Wednesday, June 19, 2013
Dean Nancy B. Rapoport has recently posted an important article on legal education reform on SSRN:
Abstract: "In this Essay, I suggest that we should think about how to create a curriculum that encourages students to develop a variety of skill sets. Law students simply don’t need three years of Socratic questioning regarding the fine details of court opinions. They need a wide range of experiences, preferably building on skill sets (like the twenty-six Berkeley factors) that effective lawyers have developed. A law school’s curriculum should have courses that focus on different factors in each year of law school. Ultimately, what we should be teaching law students is how to develop the judgment to advise clients. Teaching students how to think about the law is no longer – and probably never was – enough."
Other key points:
"What distinguishes good lawyering from mechanical lawyering is thoughtful, flexible, and comprehensive deliberation. Identifying relevant issues involves much more than legal analysis. It requires coming to grips with the complexity of real-life situations psychologically and sociologically as well as legally. An overarching, pedagogical goal of law school should be facilitating the cognitive and emotional development of students in ways that provide them with a sufficient foundation to become lawyers who, in pursuing their profession, are able to analyze problems in full context, which includes recognizing both patterns and uniqueness in different situations and knowing how to synthesize, prioritize, and apply appropriate breadth and depth of knowledge. Learning about law is pivotal, but it is not sufficient. The mindset needed entails being adept at drawing on knowledge from multiple sources and looking at problems from plural perspectives. It is the mindset of the fox."

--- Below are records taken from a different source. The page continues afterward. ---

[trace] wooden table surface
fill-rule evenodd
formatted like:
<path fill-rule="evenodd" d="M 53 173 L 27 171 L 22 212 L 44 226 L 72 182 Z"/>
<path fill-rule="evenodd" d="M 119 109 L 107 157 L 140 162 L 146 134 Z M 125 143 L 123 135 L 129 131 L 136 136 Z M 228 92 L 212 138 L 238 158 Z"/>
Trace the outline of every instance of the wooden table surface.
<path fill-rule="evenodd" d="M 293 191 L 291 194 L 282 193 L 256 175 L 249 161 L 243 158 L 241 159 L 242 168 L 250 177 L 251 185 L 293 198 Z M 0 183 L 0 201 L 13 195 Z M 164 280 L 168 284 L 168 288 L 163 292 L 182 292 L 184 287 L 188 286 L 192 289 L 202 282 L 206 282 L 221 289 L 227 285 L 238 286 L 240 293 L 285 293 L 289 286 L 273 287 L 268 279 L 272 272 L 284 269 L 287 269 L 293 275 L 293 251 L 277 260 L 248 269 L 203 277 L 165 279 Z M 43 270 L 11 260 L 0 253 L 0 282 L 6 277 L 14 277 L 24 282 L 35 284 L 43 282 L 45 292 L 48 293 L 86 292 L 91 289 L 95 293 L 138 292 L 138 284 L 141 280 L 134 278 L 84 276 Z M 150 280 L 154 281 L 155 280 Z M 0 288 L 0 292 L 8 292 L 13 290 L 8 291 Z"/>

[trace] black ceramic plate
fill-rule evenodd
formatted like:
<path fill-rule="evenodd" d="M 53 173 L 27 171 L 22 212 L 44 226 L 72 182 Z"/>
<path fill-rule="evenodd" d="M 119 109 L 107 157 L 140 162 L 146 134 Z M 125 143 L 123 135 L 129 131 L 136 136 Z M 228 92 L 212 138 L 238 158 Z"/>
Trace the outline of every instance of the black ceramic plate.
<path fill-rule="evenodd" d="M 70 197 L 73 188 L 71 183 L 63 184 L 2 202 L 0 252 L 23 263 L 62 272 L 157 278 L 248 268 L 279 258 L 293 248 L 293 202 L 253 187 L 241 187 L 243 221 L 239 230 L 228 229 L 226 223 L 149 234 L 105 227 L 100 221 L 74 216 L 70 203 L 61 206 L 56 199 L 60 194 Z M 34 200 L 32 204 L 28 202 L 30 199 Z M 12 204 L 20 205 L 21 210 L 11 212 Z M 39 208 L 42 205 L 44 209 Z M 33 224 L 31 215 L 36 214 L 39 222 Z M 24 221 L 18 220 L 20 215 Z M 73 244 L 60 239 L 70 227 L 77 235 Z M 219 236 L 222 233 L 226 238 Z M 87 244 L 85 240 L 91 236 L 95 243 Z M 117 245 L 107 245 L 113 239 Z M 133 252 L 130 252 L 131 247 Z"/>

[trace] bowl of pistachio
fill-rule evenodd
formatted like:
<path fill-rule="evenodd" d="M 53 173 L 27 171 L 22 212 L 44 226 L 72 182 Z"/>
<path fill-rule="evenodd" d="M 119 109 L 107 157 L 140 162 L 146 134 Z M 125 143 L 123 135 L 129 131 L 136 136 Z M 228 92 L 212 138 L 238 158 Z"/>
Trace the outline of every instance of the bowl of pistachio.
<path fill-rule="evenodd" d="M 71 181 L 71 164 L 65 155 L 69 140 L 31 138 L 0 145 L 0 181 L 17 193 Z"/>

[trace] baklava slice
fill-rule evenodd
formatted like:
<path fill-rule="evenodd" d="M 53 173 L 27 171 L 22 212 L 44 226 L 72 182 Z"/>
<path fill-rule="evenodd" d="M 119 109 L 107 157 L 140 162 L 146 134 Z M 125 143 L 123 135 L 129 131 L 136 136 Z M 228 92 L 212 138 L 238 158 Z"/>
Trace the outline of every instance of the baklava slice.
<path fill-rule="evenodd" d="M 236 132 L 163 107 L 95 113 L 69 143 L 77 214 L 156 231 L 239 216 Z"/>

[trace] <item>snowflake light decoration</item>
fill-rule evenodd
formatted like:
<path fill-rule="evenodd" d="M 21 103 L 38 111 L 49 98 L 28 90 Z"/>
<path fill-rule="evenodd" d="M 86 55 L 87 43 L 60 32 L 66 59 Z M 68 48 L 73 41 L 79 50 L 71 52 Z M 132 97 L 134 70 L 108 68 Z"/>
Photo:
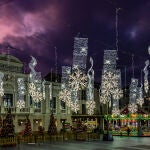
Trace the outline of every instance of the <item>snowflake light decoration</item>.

"But on the theory that drastic change will take years, there is one thing that law schools could do right now to improve legal education: law schools could take a good, hard look at creating deliberate building blocks of skill sets."
"I know nothing about educational theory, so I don’t know if knowing any would help us teach better. All I know is that not knowing any means that we’re guessing about whether we’re teaching things in a way that enables students to master the material."
Comment: This has been a considerable amount of material written over the last thirty years on how students learn. This material is very helpful in understanding how we should be teaching students in law school. The fundamental principle is that active learning is vastly superior to passive learning. This scholarship has been summarized into several easily-readable books. The two best of these books are Daniel T. Willingham, Why Don’t Students Like School (2009) and Susan Ambrose et.al., How Learning Works (2010). Anyone interested in legal education reform needs to read these books.
"I believe that each year of law school should focus on different building blocks, so that a law student’s progression from the first semester to the last semester represents distinct skill sets rather than a replication of the skill sets taught in the first year."